Original version on Kaggle

%%capture
!apt install -y lynx

!lynx -dump https://librivox.org/dubliners-by-james-joyce/|grep mp3|awk '{print $NF}'|grep 64kb|grep 'mp3$' > dubliners1.txt
!lynx -dump https://librivox.org/dubliners-by-james-joyce-2/|grep mp3|awk '{print $NF}'|grep 64kb|grep 'mp3$' > dubliners2.txt
!wget -i dubliners1.txt
!wget -i dubliners2.txt

!for i in *.mp3.1;do mv $i $(basename $i .mp3.1)_2.mp3;done

Here starts the actual ASR stuff.

!pip install transformers

EN_MODEL = "jonatasgrosman/wav2vec2-large-xlsr-53-english"
PHONE_MODEL = "vitouphy/wav2vec2-xls-r-300m-timit-phoneme"
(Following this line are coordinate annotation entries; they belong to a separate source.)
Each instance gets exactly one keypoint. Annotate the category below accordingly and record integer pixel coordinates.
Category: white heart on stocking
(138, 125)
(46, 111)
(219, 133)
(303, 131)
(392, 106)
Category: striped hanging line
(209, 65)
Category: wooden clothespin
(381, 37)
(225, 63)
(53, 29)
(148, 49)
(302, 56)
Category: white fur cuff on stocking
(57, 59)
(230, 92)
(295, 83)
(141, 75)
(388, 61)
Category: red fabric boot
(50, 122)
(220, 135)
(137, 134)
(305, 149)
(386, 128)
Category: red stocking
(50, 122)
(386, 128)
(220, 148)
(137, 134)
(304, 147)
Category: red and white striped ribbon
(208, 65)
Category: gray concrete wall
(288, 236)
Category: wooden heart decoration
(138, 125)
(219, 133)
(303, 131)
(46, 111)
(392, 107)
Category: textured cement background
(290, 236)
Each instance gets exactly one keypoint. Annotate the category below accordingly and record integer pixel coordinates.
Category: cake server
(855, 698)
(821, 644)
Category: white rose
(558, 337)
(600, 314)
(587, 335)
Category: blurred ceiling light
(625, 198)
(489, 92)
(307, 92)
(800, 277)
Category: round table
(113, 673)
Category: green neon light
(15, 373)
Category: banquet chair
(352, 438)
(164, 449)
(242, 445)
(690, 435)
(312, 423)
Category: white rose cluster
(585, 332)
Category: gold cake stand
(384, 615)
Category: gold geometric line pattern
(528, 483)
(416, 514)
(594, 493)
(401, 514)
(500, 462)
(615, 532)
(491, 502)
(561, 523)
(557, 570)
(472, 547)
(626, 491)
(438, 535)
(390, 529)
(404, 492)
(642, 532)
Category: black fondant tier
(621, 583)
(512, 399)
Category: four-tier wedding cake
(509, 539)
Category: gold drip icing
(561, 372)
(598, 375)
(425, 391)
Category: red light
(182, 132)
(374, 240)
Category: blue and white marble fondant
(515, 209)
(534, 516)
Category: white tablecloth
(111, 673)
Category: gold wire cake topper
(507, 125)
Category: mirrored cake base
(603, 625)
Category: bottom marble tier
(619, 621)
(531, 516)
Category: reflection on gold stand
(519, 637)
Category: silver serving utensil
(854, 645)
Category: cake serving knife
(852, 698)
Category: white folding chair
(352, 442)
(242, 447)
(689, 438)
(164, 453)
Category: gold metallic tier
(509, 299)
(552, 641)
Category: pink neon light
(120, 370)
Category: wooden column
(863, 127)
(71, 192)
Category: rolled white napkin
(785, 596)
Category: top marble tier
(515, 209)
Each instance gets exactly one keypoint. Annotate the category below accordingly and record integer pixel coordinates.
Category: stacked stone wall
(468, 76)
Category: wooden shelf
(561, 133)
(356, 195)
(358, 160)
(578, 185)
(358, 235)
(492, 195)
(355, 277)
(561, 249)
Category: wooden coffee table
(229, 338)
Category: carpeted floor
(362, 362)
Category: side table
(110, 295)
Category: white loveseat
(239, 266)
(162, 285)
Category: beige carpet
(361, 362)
from transformers import pipeline

pipe_en = pipeline(model=EN_MODEL, device=0)
pipe_phone = pipeline(model=PHONE_MODEL, device=1)

from pathlib import Path
import json
cur = Path(".")
for file in cur.glob("*.mp3"):
    en_out = pipe_en(str(file), chunk_length_s=10, return_timestamps="word")
    phone_out = pipe_phone(str(file), chunk_length_s=10, return_timestamps="word")
    stem = file.stem
    with open(f"{stem}_en.json", "w") as enfile:
        json.dump(en_out, enfile)
    with open(f"{stem}_phone.json", "w") as phonefile:
        json.dump(phone_out, phonefile)